Third, cache driver 515 may communicate with controller 350 of FIG. 3. Controller 350 of FIG. 3 may then store the programmable cache script in SRAM 335 of FIG. 3, from which cache core 320 may fetch the instructions and execute them. In this manner, if tiered storage device 120 of FIG. 1 includes multiple cache cores 320, each cache core 320 may execute the programmable cache script (or part of the programmable cache script, such as an individual thread). This fact also means that if multiple instances of application 505 are executing on processor 110 of FIG. 1 (for example, for different users), each instance of application 505 may benefit from cache core 320 executing the programmable cache script: each cache core 320 may access the instructions from SRAM 335 of FIG. 3. In addition, if one instance of application 505 has already loaded the programmable cache script into tiered storage device 120 of FIG. 1, other instances of application 505 may simply identify the programmable cache script to be executed by cache core 320 without having to load an additional copy of the programmable cache script into cache core 320. (But note that nothing prevents each instance of application 505 from sending its own copy of the programmable cache script to cache core 320, even though that approach might be less efficient in terms of time and storage in SRAM 335 of FIG. 3.)

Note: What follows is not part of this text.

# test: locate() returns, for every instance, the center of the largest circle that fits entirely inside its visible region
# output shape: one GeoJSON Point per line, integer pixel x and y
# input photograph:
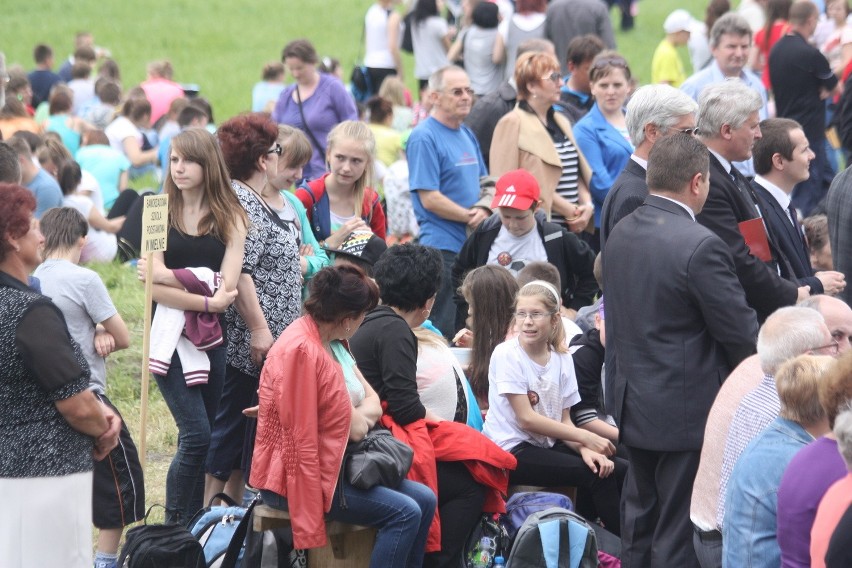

FIG. 6 shows how controller 350 of FIG. 3, cache core 320 of FIG. 3, data controller 315 of FIG. 3, and storages 305 and 310 of FIG. 3 may communicate, according to embodiments of the disclosure. In FIG. 6, controller 350 may include queue 605 and 610. In some embodiments of the disclosure, queues 605 and 610 may be stored in memory 115 of FIG. 1; in other embodiments of the disclosure, queues 605 and 610 may be in a memory of controller 350, in SRAM 335 of FIG. 3, or in another memory not shown in FIG. 3. Queue 605 may be a request queue that may be used to receive requests from application 505 of FIG. 5 (or more generally, from processor 110 of FIG. 1), whereas queue 610 may be a response queue to send a response to application 505 of FIG. 5 (or processor 110 of FIG. 1). Such responses may include, for example, completion signals or messages indicating that an access request has completed and/or data (for example, in response to a request to read data from tiered storage device 120 of FIG. 1). Controller 350 may receive requests from application 505 of FIG. 5 (or processor 110 of FIG. 1) and may place the requests in request queue 605.
Cache core 320 may then retrieve a request from request queue 605 to process the request. Main thread 615 may be responsible for overall cache management according to a cache script (either programmable or default), and eviction thread 620 may be responsible for handling eviction of data from DRAM 305. Typically, requests are initially processed using main thread 615, with eviction thread 620 invoked as needed.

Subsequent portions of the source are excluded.